Wednesday, October 08, 2008

New Wine in New Wineskins

I've been thinking about Liturgy. It is the work of the people, God's people, in a particular place and a particular time. Liturgy connects us with each other and with the church throughout the ages. The work of liturgy has a particular shape, one that has been worked out for two millenia. This shape is what we call the "ordo" of Christian worship.

In the gospel of Matthew 9:14-17 the disciples of John have an argument with Jesus. How come his disciples did not fast like the pharisees did? Jesus answer is that although fasting is important the time was not appropriate for it. In other words context does matter not merely a practice.

I've been thinking about the Liturgy in my context and in the context of other churches. I am reminded that for close to a thousand years different regions of the Christian church had different liturgies and different lectionaries. It was only when Rome was trying to centralize their authority that the movement began for both universal texts and universal practice. It is true that the written liturgies followed a similar pattern - the ordo was the same. But the way that is was lived out was different in each community, different in ways that reflected their context (mozarabic in Spain, Gallican in what would become France, etc.).

In United Methodism we have the opportunity to have common prayer that reflects both our catholicity and our locality. Our rubrics are flexible and our ritual text rich theologically and poetically. Yet we still seem to be stuck in three camps: those who ignore the ritual of our church all together, those who use the ritual stiffly and coldly, and those who use what they can find when convenient.

The ones that do not use the ritual claim that using it is archaic and will not attract or form people in the way of Jesus. Many want to have freedom to worship in ways that are not bound to the ways of the past. "New wine in new wineskins" they say.

Those that use the ritual coldly claim that it is the doing of it that matters and that people need to stop worrying about themselves and focus on God. If they did that then they will realize what a big favor the ritual is doing to them.

Then there are the ones who want to be "liturgical" and "creative." They seem to pick and use whatever seems most convenient, exciting, different. Sometimes there is little connection between one aspect of worship and another. At other times there is so much newness that one becomes confused and distracted.

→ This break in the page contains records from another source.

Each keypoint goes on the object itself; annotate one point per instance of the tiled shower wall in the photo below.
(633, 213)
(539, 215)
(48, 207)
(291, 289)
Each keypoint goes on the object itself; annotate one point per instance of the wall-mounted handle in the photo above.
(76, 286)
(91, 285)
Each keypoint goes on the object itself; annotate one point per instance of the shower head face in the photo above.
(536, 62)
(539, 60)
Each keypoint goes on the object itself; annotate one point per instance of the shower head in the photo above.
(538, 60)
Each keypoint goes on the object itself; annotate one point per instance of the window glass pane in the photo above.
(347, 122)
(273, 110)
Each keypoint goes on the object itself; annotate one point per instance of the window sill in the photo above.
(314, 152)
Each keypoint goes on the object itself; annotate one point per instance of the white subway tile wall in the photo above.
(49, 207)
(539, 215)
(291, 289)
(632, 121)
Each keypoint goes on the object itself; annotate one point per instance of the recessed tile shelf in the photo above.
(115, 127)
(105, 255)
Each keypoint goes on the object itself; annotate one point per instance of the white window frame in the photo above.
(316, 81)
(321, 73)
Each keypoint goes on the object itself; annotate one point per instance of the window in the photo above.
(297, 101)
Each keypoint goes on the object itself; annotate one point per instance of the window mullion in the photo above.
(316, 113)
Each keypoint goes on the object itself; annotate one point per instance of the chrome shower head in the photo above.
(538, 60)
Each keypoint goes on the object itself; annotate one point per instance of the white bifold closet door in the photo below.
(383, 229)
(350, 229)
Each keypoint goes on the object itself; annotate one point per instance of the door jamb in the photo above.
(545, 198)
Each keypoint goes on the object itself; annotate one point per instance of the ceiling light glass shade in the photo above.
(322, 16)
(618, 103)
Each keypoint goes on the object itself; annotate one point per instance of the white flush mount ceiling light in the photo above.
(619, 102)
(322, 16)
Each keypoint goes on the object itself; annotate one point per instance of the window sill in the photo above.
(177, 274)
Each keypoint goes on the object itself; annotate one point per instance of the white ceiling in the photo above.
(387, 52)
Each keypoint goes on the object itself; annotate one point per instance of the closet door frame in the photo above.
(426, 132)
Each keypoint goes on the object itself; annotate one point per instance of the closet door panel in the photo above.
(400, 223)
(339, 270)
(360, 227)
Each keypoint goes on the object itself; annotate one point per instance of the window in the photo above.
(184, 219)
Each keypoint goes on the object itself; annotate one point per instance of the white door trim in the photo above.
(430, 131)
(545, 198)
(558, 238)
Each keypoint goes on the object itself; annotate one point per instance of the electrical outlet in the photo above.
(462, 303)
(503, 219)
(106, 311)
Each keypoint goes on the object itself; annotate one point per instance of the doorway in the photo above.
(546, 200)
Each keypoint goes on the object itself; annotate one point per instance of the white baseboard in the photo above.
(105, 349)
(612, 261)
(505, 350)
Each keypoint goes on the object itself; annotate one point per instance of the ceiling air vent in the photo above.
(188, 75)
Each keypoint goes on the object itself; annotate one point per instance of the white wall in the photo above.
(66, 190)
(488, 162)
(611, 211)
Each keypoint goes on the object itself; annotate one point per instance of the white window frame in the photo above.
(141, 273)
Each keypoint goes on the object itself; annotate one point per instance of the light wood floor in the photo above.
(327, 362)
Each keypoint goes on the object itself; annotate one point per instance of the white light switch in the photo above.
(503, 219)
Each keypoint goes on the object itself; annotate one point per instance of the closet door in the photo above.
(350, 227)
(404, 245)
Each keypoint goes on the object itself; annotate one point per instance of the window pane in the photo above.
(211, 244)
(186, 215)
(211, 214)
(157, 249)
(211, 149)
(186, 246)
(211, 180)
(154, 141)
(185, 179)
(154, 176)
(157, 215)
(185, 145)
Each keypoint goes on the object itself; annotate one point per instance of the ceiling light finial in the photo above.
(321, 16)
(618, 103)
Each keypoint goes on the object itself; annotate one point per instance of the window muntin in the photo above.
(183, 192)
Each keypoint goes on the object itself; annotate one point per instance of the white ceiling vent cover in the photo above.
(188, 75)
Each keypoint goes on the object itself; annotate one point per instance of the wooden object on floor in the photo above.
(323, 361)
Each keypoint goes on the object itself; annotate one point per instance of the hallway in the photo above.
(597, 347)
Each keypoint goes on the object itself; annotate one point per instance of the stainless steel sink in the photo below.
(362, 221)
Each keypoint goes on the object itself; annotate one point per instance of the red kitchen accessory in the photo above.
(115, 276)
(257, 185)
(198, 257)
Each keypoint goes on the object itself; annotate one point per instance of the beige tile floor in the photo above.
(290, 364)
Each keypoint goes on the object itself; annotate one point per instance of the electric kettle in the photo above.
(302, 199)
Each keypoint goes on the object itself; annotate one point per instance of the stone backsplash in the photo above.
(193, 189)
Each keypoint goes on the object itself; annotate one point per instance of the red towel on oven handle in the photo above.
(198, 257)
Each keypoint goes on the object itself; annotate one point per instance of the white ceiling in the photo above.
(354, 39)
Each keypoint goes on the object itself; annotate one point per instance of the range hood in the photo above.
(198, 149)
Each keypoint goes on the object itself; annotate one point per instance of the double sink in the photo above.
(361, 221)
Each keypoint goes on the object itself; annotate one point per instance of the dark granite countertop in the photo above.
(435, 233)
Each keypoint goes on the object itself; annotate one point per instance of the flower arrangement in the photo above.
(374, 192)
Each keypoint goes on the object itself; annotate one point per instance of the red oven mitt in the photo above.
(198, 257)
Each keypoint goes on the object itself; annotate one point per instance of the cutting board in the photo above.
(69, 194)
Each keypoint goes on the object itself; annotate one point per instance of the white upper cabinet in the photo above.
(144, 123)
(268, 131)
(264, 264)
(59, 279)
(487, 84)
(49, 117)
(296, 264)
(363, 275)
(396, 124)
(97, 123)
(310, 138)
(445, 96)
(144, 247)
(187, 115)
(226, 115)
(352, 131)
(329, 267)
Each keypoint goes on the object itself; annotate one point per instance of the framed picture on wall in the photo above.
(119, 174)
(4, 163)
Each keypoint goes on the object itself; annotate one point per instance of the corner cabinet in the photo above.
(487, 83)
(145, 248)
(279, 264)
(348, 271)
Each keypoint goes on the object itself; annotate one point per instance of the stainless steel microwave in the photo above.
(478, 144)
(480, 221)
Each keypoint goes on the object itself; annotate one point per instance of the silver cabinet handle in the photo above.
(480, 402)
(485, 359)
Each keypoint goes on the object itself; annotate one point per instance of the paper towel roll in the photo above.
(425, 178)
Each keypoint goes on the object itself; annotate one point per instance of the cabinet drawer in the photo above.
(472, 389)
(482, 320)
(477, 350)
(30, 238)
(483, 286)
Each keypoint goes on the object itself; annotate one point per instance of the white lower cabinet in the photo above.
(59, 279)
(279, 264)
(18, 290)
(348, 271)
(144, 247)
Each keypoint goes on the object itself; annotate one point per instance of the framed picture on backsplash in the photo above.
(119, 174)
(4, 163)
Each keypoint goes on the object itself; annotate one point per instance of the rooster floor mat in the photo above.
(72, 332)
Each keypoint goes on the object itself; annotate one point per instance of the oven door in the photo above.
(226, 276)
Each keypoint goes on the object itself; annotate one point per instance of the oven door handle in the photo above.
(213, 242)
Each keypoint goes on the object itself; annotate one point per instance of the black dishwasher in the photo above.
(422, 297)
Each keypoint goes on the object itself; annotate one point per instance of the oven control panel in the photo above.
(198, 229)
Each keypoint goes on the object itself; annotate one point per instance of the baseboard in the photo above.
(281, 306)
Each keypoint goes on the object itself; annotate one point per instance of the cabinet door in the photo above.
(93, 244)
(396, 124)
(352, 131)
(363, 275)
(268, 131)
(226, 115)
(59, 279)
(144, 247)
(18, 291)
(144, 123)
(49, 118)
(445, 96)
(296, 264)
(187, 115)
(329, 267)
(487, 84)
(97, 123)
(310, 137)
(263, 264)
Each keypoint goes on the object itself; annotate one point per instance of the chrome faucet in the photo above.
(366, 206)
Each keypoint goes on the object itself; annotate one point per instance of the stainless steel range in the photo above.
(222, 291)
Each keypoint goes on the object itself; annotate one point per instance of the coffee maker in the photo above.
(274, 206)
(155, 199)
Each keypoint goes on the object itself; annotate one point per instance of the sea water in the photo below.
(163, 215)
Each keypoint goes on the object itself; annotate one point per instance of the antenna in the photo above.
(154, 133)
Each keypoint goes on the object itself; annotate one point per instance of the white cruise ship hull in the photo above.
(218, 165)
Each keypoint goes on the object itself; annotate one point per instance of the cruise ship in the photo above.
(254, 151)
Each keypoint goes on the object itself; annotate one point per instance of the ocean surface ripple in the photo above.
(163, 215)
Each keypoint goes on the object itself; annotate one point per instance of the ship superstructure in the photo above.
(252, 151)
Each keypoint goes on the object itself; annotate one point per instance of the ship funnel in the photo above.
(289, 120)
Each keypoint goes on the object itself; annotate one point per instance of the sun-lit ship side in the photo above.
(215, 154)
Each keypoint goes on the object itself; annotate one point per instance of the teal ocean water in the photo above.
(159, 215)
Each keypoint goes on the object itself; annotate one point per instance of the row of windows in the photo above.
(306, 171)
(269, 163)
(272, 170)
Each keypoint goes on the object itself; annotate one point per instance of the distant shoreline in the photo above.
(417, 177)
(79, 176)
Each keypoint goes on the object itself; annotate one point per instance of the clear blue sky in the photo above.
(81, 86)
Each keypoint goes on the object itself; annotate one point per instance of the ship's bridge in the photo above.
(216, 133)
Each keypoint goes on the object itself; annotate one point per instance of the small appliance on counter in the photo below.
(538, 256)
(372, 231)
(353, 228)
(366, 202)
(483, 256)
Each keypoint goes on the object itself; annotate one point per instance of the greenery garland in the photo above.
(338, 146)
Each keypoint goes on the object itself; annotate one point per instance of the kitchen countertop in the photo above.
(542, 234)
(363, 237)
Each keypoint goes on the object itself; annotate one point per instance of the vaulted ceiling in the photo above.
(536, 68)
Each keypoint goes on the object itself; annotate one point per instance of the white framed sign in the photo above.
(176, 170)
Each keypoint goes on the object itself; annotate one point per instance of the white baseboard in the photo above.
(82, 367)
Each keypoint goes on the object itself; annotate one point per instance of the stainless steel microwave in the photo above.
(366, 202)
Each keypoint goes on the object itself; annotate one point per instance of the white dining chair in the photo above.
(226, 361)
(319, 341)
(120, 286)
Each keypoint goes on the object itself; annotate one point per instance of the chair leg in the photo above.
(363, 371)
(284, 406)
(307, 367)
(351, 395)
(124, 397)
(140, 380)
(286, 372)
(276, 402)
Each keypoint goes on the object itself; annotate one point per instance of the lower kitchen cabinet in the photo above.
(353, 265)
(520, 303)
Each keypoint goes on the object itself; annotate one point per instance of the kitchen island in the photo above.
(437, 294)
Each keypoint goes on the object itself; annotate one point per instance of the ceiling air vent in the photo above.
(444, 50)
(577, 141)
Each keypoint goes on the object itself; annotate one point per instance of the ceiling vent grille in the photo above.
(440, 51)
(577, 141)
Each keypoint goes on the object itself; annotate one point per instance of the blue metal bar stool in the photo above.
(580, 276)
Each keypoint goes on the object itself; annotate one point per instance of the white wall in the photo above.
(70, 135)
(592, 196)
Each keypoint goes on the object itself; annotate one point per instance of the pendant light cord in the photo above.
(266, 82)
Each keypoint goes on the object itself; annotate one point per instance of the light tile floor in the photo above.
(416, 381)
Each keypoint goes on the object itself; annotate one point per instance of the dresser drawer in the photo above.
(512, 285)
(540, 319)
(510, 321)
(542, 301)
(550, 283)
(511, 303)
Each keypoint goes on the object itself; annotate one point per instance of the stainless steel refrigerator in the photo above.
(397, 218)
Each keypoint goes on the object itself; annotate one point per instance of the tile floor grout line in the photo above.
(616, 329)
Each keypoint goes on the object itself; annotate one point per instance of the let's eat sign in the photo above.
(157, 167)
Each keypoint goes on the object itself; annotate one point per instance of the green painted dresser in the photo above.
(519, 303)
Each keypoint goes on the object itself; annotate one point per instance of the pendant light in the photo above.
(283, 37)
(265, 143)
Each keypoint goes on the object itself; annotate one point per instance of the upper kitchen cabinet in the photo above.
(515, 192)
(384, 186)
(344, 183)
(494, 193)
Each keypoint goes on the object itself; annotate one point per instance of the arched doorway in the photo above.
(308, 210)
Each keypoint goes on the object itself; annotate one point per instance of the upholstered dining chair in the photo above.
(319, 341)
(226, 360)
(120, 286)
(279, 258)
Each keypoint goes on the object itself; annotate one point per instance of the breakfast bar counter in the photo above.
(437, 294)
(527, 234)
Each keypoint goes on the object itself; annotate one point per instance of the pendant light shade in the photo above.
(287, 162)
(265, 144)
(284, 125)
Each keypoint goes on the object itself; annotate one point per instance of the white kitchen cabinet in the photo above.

I want us to have a fourth way. A way that takes seriously the needs of our community. I want us to worship in ways that are formative and that reflect both our catholicity and our locality. Ways that represent the best of the past and the best of today. Ways of preaching, praying, singing, and silence that connect with current generations. Ways of worship that are both doxological and evangelistic.

I want new wines in new wineskins but I still want wine and I still want to hold that wine in wineskins. Am I making any sense?